Lake County's Range Line Road bridge is a throwback in every sense of the word.
I remember on more than one occasion taking a deep breath before accelerating slowly out onto the wooden plank surface of this old, rusty, steel truss bridge spanning the Kankakee River near the Grand Kankakee Marsh.
The deep breath was a mental bracing for two imaginary hazards. First, it's a bit unnerving to drive on rickety wooden planks — though the structure was plenty sturdy — spanning a waterway. Second, one imagines potentially needing a tetanus shot after traversing the bridge, given the healthy layer of rust on its trusses.
But now the oxidized old 60-ton beast is slated for retirement as a re-purposed historical attraction. It's being donated to the Kankakee Valley Historical Society and is set to be moved to Porter County's historic Collier Lodge beginning this week. The donation is a good use of an old bridge that reminds us of the challenges we face in modernizing aging infrastructure throughout the country.
I first became acquainted with the bridge about nine years ago while analyzing federal government bridge data for a series on aging infrastructure in the region.
The Range Line Road bridge became the poster child for obsolete road bridges in our region, often featured in reoccurring investigative projects in The Times. Aside from its physical appearance, engineering data showed its design was no longer optimal for carrying the traffic expected of it.
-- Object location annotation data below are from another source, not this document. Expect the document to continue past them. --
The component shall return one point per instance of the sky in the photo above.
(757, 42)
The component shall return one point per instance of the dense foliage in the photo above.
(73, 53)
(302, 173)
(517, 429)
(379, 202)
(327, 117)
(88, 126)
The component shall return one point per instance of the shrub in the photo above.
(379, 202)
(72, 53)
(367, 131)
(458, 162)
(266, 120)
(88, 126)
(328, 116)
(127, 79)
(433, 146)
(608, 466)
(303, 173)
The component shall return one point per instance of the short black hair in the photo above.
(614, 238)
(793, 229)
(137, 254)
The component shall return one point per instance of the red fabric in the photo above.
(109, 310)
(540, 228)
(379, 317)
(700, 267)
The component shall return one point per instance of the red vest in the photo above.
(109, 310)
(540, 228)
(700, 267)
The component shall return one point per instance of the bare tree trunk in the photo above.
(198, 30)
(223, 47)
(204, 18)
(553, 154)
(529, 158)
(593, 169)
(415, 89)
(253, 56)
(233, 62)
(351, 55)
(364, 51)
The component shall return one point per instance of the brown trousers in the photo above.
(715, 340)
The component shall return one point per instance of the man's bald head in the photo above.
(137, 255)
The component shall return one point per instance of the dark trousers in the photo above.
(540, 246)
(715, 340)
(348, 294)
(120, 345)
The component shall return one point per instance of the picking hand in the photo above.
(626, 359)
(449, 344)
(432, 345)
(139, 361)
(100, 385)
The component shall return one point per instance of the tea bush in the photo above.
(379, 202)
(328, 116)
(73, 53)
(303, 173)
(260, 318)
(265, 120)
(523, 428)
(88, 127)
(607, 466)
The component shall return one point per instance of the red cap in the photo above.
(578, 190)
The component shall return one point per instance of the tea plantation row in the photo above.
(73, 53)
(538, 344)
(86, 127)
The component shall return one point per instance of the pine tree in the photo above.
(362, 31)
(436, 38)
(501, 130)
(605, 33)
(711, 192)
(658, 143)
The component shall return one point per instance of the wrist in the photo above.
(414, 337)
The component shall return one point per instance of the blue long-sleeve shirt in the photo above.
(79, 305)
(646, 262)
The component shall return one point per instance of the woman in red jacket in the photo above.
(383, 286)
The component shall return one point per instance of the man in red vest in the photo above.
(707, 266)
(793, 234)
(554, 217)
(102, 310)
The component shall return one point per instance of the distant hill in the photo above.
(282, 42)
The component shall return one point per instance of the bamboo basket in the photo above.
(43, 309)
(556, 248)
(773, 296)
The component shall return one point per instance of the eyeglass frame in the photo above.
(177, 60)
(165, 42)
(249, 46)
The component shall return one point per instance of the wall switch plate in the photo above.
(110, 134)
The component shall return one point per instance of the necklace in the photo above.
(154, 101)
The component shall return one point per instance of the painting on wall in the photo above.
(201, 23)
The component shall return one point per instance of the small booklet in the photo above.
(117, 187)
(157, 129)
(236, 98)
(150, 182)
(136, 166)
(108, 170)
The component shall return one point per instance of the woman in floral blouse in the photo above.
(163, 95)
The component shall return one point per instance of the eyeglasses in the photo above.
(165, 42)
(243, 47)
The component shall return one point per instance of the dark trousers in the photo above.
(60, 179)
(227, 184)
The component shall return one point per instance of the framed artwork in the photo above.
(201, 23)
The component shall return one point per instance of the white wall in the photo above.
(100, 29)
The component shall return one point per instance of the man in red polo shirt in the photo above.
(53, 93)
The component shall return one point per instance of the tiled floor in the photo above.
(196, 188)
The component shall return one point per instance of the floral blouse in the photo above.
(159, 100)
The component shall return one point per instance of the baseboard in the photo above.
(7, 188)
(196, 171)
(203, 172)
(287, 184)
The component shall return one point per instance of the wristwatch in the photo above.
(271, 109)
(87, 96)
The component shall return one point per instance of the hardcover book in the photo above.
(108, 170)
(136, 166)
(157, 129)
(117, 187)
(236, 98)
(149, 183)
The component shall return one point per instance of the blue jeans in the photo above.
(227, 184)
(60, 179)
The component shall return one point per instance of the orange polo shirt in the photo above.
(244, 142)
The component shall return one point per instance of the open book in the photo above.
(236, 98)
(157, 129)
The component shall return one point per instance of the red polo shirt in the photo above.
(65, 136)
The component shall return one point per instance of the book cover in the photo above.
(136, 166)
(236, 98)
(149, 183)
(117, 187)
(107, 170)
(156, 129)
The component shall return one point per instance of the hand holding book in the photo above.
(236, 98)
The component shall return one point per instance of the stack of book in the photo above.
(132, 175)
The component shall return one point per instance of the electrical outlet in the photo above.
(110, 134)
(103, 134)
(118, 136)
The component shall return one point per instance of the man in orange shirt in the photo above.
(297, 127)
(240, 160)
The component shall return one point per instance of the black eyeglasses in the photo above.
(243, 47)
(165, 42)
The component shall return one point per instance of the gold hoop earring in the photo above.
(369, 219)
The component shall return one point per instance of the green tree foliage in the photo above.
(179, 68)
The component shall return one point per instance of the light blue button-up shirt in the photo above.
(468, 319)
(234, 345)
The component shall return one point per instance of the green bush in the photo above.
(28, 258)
The bridge wasn't falling apart by any means, and you can still drive over it today. But it's a one-lane bridge fed by two-way traffic in both directions, meaning only one vehicle can traverse it at any given time.
And its 1920s-era design isn't getting any younger.
In short, the bridge has been ready for retirement for many years, and the Lake County Highway Department is seeking bids for a replacement. A new bridge will no doubt cost in the millions of dollars.
The distinct look of the old iron bridge made it easy over the years to see its aging — to know when its time as a viable traffic conduit was fading.
But most road bridges are almost undetectable as bridges at all. They vanish into the winding road surfaces, spanning nearly unseen ditches, creeks or streams.
Past Times investigations have revealed many of those unseen road bridges also had outlived their viability — whether because they were too narrow to handle changing traffic patterns or were deteriorating.
In general, our Lake and Porter county highway departments have done a good job keeping our road bridges operable. But it's a challenge faced by county and state governments throughout the nation.
Sometimes we're reminded of the high stakes of not maintaining bridge infrastructure.
In December 2009, Indiana Department of Transportation officials closed the Cline Avenue Bridge after engineers discovered dangerously weakened interior support cables. It has yet to reopen, causing numerous traffic headaches in north Lake County.
It's all a reminder of a price to be paid — sometimes in public safety and other times in hampered traffic and commerce — by not paying a maintenance price up front.